Michael Lally has published 27 books, including: March 18, 2003 (Libellum and Charta Presses, with illustrations by Alex Katz); It’s Not Nostalgia (winner of an American Book Award) and It Takes One To Know One ( both from Black Sparrow Press);  Cant Be Wrong (Coffee House Press), winner of the 1997 Oakland Pen Josephine Miles Award for Excellence in Literature; Hollywood Magic (Little Caesar); Attitude (Hanging Loose); and the 1970s “underground bestseller” Rocky Dies Yellow (Blue Wind Press). Lally has worked at a variety of jobs, from college teacher to limousine driver, reviewing books for The Washington Post and The Village Voice, to screenwriting (e.g. narration for Drugstore Cowboy, co-wrote Fogbound, the Thessalaski International Film Festival award winner for 2003) and TV and film acting (e.g., played an artist on NYPD Blue, a psycho detective on JAG, a crusty cavalry captain on Deadwood, a detective in Basic Instinct, Sykes in White Fang, the voice of “Sparks” in Cool World, et al.) Since 2006, he has hosted a blog called Lally’s Alley that has become a popular forum for his eclectic interests—poetry, music, politics, art, movies, books.

Ish Klein & Farid Matuk

May 10, 2010
8:00 pm
Monday

Ish Klein’s book, Union! came out  April  2009 through  the Canarium Press. Her poems have been published in The Canary, Gare du Nord, The Hat magazine, X-connectBridge, Spork and are online.  She also makes movies and lives in Philadelphia.

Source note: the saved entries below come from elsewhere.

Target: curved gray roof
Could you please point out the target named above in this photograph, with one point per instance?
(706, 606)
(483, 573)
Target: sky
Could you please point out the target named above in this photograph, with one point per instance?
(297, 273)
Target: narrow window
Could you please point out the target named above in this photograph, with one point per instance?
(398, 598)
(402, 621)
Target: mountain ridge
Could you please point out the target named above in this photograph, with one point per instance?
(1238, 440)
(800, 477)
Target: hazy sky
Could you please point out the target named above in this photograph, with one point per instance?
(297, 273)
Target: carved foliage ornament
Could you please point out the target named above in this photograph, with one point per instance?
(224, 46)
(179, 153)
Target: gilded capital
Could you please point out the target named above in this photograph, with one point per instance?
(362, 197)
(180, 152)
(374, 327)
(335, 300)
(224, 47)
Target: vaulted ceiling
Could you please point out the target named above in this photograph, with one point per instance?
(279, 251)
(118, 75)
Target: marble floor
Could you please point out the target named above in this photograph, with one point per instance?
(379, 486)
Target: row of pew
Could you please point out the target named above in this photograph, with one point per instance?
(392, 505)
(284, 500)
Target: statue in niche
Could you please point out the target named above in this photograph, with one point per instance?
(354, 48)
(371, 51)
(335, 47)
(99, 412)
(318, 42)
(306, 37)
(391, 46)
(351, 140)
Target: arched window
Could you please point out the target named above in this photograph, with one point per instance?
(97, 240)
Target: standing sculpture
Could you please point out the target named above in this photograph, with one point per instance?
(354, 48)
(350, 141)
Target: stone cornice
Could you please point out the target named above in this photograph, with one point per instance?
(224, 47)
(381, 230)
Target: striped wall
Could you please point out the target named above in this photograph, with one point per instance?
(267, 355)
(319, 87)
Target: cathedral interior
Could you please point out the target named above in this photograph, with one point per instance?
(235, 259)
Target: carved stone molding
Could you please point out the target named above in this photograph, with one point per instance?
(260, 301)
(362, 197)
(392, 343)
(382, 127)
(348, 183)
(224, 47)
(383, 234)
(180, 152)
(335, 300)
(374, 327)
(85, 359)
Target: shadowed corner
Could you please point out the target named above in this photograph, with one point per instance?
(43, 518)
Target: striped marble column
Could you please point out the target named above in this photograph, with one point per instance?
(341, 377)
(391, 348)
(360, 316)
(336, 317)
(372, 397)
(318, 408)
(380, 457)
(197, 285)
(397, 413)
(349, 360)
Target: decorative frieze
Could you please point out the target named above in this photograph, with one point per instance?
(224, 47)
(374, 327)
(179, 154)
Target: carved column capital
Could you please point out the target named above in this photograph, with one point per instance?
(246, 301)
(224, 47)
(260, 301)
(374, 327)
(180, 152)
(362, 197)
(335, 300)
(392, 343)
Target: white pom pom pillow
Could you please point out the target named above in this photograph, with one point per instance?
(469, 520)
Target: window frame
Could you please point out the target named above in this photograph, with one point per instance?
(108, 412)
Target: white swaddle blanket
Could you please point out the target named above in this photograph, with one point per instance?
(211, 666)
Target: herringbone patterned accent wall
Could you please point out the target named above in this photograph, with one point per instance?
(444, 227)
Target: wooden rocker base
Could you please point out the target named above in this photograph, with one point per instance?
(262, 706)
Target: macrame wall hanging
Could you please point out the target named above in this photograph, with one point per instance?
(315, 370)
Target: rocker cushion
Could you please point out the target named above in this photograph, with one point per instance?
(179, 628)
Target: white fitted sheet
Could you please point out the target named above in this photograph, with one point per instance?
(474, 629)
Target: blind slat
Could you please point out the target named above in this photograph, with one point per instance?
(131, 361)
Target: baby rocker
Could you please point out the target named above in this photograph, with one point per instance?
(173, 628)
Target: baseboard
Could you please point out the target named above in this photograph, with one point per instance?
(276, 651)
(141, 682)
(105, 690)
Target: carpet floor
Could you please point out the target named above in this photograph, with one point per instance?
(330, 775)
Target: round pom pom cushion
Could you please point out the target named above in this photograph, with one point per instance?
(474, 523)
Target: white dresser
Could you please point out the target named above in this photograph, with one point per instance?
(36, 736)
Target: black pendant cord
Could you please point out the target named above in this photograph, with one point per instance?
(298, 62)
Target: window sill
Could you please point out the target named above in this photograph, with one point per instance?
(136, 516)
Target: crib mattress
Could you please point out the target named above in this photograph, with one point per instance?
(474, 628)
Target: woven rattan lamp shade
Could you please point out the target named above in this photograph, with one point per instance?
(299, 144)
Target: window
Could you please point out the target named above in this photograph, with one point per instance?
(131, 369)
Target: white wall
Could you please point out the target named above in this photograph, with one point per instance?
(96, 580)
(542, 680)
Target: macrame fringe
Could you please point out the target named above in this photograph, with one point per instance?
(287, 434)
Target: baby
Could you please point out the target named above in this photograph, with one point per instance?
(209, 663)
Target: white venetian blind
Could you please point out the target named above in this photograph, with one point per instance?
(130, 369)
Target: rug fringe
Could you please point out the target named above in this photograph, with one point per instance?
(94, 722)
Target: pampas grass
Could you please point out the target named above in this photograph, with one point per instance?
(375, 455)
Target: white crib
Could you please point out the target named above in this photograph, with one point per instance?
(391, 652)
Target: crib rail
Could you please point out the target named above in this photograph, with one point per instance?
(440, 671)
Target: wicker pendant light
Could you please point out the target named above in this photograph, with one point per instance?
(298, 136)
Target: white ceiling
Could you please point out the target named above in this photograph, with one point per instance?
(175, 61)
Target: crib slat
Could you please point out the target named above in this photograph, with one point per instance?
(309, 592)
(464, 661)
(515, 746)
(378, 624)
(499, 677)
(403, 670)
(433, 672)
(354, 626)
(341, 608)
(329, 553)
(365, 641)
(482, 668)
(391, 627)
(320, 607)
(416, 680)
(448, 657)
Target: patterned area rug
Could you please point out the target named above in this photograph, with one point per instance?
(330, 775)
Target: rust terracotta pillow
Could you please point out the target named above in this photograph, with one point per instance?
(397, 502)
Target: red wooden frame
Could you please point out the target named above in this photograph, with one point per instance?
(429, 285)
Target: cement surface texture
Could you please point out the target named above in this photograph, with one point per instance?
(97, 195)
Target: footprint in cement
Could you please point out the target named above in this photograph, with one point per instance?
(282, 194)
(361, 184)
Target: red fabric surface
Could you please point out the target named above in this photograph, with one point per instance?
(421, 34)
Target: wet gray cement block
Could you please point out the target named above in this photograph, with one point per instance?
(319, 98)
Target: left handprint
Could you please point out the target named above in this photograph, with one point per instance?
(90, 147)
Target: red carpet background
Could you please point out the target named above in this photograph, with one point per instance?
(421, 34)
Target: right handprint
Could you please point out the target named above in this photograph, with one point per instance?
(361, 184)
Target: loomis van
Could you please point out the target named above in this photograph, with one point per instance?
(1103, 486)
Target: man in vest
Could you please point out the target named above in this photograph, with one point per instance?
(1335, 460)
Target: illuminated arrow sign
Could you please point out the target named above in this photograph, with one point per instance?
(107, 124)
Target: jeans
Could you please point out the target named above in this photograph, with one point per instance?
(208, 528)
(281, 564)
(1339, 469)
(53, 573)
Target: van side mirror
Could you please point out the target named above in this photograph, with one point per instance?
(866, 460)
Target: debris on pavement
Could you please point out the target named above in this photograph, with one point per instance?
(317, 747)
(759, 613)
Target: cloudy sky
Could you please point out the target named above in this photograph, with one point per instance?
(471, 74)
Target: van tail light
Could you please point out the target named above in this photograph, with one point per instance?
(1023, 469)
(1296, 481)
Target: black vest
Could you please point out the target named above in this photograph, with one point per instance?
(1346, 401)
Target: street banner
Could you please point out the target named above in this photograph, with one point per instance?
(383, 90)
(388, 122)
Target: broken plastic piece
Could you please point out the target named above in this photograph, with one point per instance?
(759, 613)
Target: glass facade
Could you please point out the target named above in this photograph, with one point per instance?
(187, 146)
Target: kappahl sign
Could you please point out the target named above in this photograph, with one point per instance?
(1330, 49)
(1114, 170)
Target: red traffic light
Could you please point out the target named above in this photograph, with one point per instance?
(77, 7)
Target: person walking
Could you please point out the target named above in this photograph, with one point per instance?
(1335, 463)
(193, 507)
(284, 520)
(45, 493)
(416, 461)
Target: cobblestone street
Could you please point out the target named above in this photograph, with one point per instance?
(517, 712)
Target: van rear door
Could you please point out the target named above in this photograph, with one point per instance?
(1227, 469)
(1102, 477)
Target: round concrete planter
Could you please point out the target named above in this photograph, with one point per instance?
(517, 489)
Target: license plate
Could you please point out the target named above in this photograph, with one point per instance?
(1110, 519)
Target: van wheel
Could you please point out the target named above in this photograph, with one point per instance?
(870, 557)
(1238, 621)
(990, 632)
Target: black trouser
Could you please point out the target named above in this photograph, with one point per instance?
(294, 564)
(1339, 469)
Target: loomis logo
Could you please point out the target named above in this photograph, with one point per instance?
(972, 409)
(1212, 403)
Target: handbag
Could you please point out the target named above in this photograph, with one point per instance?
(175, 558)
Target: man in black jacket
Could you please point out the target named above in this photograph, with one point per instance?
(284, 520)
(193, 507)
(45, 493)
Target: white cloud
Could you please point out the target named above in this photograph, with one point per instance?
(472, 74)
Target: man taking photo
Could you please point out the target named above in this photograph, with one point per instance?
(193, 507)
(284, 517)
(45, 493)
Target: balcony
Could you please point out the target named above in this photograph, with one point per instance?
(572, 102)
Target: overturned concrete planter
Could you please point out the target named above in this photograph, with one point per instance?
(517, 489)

Farid Matuk is the author of Is it the King? (Effing, 2006).  His poems have appeared most recently in The Boston Review, Barrelhouse, Matchbook, and Big Bridge and are forthcoming in Typesetter. Matuk’s translations from Spanish have appeared in Bombay Gin, Translation Review, and Kadar Koli.  His essays and reviews have appeared in Cross-Cultural Poetics and Sentence: a Journal of Prose Poetics, among others.  His work is also included in the anthology Between Heaven and Texas (University of Texas Press) and will appear in the forthcoming anthology What’s Your Exit? (Word Riot Press).  His collection, This Isa Nice Neighborhood, will be released by Letter Machine Editions in the fall of 2010.  Matuk lives in Dallas with the poet Susan Briante where together with the nonprofit WordSpace they host readings for traveling authors.